If you have a 64-bit Intel Mac, you won’t need to compile as I’ve included the `.mexmaci64` binary, but otherwise you’ll need to figure out how to compile the code for your machine. I can’t help you with that. It’s possible that you may not be able to get it to compile or that there will be compatibility issues that you’ll need to solve by editing the code yourself. It’s also possible that there are bugs and the code will crash Matlab. Also, note that you may get slightly different outputs relative to `pdist` with differences between the two in the range of machine epsilon (`eps`). `pdist` may or may not do fancy things to avoid overflows for large inputs and other numeric issues, but be aware that my code does not.

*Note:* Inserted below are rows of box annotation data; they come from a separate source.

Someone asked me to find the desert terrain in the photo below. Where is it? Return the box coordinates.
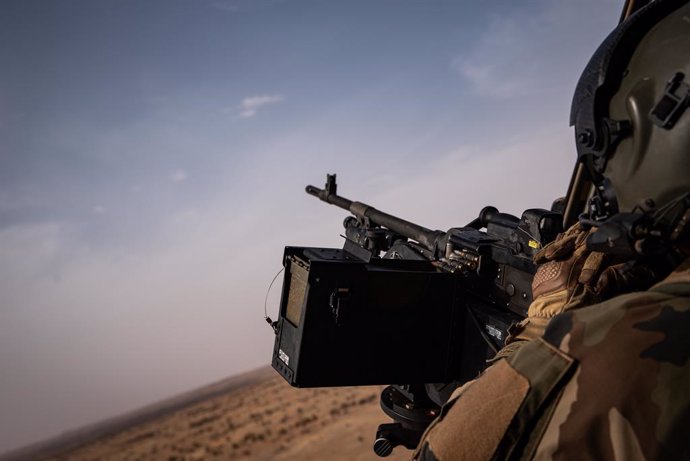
[0,368,411,461]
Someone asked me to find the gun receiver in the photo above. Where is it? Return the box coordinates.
[272,175,561,456]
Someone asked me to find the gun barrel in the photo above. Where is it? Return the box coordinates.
[306,175,445,252]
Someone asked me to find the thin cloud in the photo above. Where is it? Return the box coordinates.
[211,2,240,13]
[168,170,189,184]
[240,95,285,118]
[451,0,615,99]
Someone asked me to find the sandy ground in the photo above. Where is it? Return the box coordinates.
[6,370,411,461]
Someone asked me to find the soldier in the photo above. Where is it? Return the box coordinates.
[414,0,690,461]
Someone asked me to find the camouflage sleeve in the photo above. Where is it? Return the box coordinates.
[414,258,690,461]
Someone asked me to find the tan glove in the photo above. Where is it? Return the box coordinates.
[497,223,663,350]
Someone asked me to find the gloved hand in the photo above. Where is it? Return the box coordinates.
[497,223,663,350]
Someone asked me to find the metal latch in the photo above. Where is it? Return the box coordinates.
[649,72,690,130]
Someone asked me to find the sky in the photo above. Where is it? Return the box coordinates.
[0,0,622,453]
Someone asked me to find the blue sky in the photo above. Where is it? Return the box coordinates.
[0,0,622,452]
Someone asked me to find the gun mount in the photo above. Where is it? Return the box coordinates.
[272,175,561,456]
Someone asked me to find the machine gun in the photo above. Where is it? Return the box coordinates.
[272,175,562,456]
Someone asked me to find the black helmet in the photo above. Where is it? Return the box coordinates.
[570,0,690,253]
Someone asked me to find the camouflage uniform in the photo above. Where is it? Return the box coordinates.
[414,253,690,461]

Additionally, I created a simple pure Matlab implementation. It is massively slower than the mex code, but still faster than a naïve implementation or the code found in `pdist`.

All of the files can be found here. The ZIP archive includes all of the files. It’s BSD licensed. Feel free to optimize (I tried BLAS calls and OpenMP in the C code to no avail – maybe some pointer magic or GPU/OpenCL could further speed it up). I hope that it can be helpful to you or someone else.